Ovviamente, è innegabile che esista un percorso evolutivo della figura femminile, una progressiva emancipazione nella Letteratura e nella società. Tuttavia, ciò non basta: la donna rimane ben ancorata agli stereotipi medievali, che ne vincolano l’esistenza allo sguardo maschile. Beatrice, Laura e le donne astute del Decameron devono fare i conti con una triste realtà: mentre i loro innamorati continuano a rappresentare un punto di riferimento come soggetti a sé stanti, loro non possono esistere come figure libere e indipendenti dagli uomini che le hanno narrate.

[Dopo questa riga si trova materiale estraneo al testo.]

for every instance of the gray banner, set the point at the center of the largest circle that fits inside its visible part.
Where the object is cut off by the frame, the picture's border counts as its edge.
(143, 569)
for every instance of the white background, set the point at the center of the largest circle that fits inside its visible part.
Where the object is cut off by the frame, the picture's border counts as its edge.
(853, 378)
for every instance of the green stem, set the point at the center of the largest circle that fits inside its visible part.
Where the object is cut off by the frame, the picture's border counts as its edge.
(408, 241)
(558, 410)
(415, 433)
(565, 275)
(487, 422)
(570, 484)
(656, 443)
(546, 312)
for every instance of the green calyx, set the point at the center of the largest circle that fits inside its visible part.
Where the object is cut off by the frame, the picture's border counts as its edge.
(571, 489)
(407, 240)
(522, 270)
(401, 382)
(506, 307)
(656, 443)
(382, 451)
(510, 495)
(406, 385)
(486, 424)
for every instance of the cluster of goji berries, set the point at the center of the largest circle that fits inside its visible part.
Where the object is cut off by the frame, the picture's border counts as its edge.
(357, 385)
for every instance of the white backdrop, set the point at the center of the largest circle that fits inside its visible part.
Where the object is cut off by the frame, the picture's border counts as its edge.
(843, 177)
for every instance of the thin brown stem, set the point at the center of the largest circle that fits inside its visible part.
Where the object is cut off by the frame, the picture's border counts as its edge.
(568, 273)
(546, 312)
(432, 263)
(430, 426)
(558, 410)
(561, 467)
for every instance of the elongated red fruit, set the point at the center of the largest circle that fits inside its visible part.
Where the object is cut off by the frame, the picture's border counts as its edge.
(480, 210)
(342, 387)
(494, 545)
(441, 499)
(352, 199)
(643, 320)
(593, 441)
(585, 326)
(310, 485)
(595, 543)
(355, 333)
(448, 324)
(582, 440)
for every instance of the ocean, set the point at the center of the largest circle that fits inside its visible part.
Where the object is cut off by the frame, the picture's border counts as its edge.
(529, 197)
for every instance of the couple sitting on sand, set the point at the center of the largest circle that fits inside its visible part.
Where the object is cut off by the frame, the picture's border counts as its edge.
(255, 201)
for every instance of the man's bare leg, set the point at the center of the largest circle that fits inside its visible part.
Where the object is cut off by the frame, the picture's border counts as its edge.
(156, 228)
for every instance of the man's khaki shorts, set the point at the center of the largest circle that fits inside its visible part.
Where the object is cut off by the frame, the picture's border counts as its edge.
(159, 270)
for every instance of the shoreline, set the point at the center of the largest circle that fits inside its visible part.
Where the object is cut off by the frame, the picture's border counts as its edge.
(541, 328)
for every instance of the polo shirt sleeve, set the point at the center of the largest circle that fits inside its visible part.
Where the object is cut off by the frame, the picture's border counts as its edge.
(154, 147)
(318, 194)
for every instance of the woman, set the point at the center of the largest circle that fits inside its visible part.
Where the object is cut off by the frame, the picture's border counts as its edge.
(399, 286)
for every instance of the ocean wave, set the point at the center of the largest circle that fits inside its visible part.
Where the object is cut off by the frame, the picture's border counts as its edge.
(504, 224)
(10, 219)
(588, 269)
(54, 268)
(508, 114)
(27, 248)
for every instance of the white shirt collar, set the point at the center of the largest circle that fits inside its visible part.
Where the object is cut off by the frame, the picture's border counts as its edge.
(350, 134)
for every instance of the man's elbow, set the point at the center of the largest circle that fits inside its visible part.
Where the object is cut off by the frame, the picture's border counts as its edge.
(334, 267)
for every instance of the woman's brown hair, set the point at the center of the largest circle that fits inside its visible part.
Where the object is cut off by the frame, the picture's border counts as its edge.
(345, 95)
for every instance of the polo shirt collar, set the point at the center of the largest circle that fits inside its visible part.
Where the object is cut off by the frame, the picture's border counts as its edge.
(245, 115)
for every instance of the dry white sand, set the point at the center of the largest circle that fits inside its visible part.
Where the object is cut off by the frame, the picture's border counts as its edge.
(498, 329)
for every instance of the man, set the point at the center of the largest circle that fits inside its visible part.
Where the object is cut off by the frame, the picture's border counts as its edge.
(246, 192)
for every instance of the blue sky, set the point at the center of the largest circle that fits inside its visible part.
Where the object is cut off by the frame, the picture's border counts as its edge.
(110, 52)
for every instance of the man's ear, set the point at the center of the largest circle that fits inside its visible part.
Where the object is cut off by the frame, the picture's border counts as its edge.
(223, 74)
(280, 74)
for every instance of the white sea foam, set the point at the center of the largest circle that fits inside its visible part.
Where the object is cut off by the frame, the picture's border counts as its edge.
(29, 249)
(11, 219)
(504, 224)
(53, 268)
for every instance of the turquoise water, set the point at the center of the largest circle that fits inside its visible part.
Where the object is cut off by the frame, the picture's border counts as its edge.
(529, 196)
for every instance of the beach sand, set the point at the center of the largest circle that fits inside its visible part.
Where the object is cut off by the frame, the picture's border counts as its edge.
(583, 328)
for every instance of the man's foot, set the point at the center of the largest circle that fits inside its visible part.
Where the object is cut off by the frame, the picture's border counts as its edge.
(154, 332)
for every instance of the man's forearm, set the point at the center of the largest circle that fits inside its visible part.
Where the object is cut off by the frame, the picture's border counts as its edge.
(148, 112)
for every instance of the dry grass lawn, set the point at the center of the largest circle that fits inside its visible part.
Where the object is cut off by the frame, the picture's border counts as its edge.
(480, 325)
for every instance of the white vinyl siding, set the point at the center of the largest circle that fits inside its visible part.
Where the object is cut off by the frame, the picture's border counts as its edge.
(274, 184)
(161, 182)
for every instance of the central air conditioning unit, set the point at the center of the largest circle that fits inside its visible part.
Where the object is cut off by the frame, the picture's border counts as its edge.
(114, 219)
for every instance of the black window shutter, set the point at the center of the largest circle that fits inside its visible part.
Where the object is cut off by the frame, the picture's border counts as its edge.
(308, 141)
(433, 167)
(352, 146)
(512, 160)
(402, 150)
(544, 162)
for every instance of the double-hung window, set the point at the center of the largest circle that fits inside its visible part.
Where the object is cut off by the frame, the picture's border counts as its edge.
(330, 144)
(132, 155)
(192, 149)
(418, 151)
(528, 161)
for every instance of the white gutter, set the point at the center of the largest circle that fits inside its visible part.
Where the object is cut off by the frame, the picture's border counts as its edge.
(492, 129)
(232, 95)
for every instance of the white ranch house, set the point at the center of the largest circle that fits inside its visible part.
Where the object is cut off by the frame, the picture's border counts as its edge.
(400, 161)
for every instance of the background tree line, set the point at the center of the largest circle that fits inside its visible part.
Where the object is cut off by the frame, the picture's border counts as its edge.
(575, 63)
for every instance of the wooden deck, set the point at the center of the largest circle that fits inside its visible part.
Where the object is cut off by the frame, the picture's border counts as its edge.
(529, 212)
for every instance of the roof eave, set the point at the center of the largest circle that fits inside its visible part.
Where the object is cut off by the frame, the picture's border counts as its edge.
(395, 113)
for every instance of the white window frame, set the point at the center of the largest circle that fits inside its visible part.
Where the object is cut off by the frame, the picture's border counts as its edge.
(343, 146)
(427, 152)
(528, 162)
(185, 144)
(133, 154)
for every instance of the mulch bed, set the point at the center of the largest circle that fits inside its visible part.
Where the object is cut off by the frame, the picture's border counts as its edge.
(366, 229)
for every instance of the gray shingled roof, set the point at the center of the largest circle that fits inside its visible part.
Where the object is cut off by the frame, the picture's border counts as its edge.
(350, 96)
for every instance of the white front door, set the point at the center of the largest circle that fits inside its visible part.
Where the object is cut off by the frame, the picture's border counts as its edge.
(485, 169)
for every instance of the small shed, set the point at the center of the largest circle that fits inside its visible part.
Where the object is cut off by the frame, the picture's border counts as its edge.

Oggi, il ruolo della donna nella Letteratura è finalmente riconosciuto nella sua complessità, ma la reale e completa autonomia è ancora lontana. Sicuramente più indipendente rispetto al passato, la donna rimane però, ancora oggi, vittima di una libertà apparente, che a parole la vede capace di decidere per sé stessa, ma all’atto pratico la rende vittima del pregiudizio della società, della possessività dell’uomo e, talvolta, della poca solidarietà femminile.
La donna, gli uomini prendano nota, non ha bisogno di essere raccontata, è in grado di essere voce narrante della sua storia.
Una donna, come diceva la Woolf, deve scrivere di sé stessa, deve vedere sé stessa, deve dipingere sé stessa, deve parlare per sé stessa.
Solo così può raggiungere la libertà. Solo così può trovare il suo spazio nel mondo, senza vincoli e condizionamenti. Solo così può finalmente definirsi soggetto e non più oggetto legato a qualcuno o a qualcosa che, in verità, non la rappresenta.